Throughout his White Sox career, Fisk tortured the Red Sox, batting .309 with 27 home runs and 67 RBIs in 105 games, providing Boston fans with a constant reminder of management’s betrayal of an iconic player. “I played with a little more emotion, if not motivation, against those guys after that,” he admitted. “Only because they did me badly.”
Fisk’s career numbers are staggering. He caught a major league record 2,226 games (since eclipsed by the other Pudge, Rodriguez) and became baseball’s most prolific home run-hitting catcher at the time with 351. He hit 25 additional homers playing other positions (that 376 homer tally has since been eclipsed by Mike Piazza).

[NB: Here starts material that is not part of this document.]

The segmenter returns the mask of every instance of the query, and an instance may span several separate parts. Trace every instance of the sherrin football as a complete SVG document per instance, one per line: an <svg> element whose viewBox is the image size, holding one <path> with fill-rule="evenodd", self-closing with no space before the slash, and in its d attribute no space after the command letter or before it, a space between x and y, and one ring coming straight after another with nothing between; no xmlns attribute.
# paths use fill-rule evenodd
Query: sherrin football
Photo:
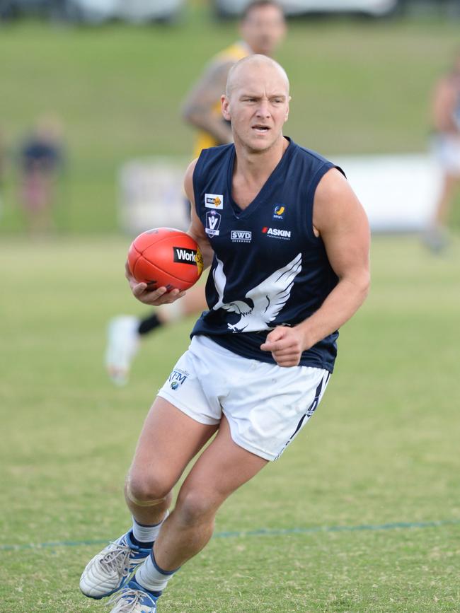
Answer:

He also stole 128 bases and is the only catcher in the modern era with at least 100 home runs and 100 stolen bases.
He was only the third catcher to hit at least 300 homers, score 1,000 runs and drive in 1,000 runs, joining Yogi Berra and Johnny Bench. Mike Piazza has since joined that list as well.
He divided his career almost evenly between Red Sox for 11 years and 1,078 games and the White Sox for 14 and 1,421 games.
In 2000, upon a vote of the Baseball Writers Association of America, he was permitted henceforth to sign his checks ‘Carlton Fisk HOF.’ Even though he played longer for the White Sox, he chose to have a Red Sox cap on his plaque. He told USA Today, “New England is still where my roots are. And I’m a New England person.”
No matter which socks he wore, few catchers could combine his durability, defense and power, as well as a guardian for the institution. “I always carried a torch for the game.”
The rays of light from that torch shone brightly in Boston, Chicago…and in Cooperstown forever.